The Utah Republican Party is a curious institution. It holds an amount of power in this state roughly equivalent to a hybrid of the Empire from "Star Wars" and the Mafia from Mario Puzo's "The Godfather," only far less scrupulous and more ruthless than either fictional counterpart.

As the above summary notes, Republicans technically shouldn't be that powerful in Utah. They only outnumber Democrats by roughly 3-2, not that intimidating a majority at all. A cursory glance at the current redistricting situation becomes even more hackle-raising when you keep this fact in mind. The Utah Legislature Redistricting Committee has fourteen Republicans but only five Democrats? When the ratio of Republicans among voters is actually three to two? Let's hash that out: citizens, R-3 D-2. Redistricting Committee, R-7 D-2.5. That's about a 133% discrepancy.

Just as the Gini Coefficient can be used to examine income inequality and allows us to compare different countries and/or political economies using a consistent metric, there should be a coefficient that measures disparity in representative democracies. In such a rating system, the U.S. would rank somewhere around Liberia or the Democratic People's Republic of Korea, and even within such a competitive framework, I'd bet that Utah would rank in the top two or three least representative states.

This isn't our first visit to this particular peak of awfulness. After the 2000 census, even the Wall Street Journal referred to our state's redistricting process as "a Republican scam." Still, it's worth thinking about what the ULRC is doing here. Salt Lake City is more than the most liberal part of Utah. It's the economic heart of the Wasatch, a city that during business hours is populated by "2.5 commuting workers to every resident worker," our State Capital. It's also the spiritual center of the Mormon church.

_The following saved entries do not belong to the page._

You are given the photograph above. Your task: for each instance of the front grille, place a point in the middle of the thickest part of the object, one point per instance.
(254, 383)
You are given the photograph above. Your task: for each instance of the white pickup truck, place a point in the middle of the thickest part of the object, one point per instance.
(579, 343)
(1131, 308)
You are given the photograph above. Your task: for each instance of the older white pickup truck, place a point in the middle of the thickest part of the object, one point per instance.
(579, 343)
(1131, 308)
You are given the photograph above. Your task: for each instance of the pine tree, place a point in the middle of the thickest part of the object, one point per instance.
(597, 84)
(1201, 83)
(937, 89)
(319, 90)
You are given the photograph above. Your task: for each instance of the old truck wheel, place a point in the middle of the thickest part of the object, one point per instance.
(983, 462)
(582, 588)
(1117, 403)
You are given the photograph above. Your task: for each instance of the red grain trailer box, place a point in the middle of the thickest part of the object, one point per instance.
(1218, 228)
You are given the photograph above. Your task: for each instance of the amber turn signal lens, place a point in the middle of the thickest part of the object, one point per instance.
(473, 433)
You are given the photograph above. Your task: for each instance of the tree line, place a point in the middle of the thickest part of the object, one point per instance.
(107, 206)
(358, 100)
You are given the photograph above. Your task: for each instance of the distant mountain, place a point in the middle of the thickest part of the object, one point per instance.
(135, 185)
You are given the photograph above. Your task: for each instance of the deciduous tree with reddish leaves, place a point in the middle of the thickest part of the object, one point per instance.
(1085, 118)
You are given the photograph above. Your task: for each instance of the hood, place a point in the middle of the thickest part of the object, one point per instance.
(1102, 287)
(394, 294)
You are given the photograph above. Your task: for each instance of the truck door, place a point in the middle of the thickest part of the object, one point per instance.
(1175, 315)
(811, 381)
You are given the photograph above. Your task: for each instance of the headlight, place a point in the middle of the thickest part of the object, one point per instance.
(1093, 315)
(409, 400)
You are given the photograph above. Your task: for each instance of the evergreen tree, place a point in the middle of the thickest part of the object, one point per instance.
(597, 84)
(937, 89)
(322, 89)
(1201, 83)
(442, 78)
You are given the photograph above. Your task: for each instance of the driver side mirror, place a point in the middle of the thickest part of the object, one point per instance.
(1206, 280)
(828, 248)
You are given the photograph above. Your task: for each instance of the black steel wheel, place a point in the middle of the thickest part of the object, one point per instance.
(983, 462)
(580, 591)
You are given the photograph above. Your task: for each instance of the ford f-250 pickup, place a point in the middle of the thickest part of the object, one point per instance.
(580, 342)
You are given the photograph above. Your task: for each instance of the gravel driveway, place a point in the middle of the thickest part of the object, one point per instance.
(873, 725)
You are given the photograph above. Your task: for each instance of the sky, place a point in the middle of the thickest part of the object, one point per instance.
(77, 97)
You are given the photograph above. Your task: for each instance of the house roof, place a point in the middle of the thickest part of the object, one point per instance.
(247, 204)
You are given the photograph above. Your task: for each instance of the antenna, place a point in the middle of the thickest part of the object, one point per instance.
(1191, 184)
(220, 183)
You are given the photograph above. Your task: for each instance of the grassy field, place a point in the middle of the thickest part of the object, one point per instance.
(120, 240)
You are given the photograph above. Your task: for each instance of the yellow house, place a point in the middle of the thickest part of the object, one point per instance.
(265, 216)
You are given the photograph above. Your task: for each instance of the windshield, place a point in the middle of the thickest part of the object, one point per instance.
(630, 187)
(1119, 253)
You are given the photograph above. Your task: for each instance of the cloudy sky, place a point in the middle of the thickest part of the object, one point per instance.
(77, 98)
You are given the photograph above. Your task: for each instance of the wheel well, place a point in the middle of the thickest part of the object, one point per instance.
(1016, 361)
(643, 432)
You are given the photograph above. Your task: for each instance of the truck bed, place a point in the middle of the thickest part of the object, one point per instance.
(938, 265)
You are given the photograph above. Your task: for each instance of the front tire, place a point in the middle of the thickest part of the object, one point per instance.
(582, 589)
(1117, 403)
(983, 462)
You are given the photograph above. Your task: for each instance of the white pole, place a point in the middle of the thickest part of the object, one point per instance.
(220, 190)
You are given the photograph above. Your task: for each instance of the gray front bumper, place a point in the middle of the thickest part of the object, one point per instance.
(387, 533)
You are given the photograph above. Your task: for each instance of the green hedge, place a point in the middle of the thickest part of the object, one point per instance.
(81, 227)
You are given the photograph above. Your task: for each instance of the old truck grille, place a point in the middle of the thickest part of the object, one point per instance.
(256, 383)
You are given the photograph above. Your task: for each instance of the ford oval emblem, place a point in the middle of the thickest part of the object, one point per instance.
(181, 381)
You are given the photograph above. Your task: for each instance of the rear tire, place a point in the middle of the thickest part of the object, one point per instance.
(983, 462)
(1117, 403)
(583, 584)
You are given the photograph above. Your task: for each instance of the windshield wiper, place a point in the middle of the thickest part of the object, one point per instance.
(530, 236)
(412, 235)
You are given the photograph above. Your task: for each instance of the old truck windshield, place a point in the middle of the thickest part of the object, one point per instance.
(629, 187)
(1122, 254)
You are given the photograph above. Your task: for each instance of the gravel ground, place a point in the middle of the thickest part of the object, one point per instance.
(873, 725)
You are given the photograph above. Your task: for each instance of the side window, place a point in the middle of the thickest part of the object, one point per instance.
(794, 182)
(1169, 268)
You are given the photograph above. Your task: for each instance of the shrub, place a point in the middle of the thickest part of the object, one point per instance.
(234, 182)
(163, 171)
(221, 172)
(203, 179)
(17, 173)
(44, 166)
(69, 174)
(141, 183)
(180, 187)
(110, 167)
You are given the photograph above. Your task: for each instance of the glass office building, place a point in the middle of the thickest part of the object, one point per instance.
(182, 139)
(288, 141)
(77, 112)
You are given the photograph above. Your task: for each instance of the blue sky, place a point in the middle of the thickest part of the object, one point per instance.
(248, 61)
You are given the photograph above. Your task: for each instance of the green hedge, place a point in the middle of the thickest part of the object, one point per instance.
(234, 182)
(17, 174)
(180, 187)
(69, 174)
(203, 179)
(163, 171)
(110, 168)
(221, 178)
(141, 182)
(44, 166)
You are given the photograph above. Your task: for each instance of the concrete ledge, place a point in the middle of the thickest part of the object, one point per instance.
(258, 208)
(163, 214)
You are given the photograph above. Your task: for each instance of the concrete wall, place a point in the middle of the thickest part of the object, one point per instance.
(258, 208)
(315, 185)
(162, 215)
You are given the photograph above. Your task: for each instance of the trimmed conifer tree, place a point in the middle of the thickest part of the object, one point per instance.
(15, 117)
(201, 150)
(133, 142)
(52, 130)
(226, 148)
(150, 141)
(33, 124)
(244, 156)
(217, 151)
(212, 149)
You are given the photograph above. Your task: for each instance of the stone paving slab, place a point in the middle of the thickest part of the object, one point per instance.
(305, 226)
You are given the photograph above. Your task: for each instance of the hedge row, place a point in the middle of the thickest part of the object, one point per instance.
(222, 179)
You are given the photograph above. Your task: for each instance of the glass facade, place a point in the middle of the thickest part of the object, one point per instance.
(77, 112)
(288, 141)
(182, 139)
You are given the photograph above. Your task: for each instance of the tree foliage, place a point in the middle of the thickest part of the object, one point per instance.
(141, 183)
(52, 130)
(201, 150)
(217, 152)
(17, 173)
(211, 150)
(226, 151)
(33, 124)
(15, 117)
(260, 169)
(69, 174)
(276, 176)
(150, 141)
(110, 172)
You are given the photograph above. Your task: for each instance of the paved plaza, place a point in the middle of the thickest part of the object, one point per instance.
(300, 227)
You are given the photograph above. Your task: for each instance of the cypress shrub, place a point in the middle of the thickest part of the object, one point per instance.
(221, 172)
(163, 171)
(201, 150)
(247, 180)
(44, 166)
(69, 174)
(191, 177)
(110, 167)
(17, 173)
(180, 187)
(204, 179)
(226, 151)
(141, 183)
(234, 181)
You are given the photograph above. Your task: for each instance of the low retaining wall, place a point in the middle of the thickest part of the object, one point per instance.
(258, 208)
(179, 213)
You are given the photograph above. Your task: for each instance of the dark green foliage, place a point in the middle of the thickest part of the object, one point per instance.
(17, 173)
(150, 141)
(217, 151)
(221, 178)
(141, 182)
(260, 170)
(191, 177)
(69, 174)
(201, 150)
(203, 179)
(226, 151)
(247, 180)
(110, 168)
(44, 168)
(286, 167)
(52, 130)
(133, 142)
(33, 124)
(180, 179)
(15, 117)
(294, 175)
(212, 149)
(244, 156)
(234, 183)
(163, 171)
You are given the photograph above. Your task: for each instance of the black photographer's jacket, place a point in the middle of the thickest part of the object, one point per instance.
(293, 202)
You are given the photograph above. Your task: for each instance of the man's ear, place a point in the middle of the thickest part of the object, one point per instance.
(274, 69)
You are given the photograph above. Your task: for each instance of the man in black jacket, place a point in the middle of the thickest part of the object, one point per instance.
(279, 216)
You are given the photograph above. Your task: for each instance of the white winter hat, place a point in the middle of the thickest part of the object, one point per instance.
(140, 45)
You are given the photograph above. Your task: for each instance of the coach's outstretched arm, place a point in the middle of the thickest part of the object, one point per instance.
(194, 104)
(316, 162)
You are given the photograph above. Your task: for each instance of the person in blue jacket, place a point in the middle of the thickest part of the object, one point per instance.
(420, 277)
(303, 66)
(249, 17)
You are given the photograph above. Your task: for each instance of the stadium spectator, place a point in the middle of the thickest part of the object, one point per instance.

In spite of all this, what the legislature is trying to do is silence Salt Lake City; shut up its residents and deny them a voice, any voice, in the affairs of the state and the nation. They will do this by slicing the city into three chunks and tacking each chunk onto a larger, more exurban or rural, Republican-controlled area. This is a naked ploy to neuter our state's already timid Democrats and steal the already tiny proportion of seats currently occupied by representatives of Salt Lake City's urban population.

It's wrong. It's shameful. And it's a slap in the face to residents of Salt Lake City, who are courteous enough to welcome commuters from the exurbs into our infrastructure every day. All we ask for in exchange is an equal share of the vote.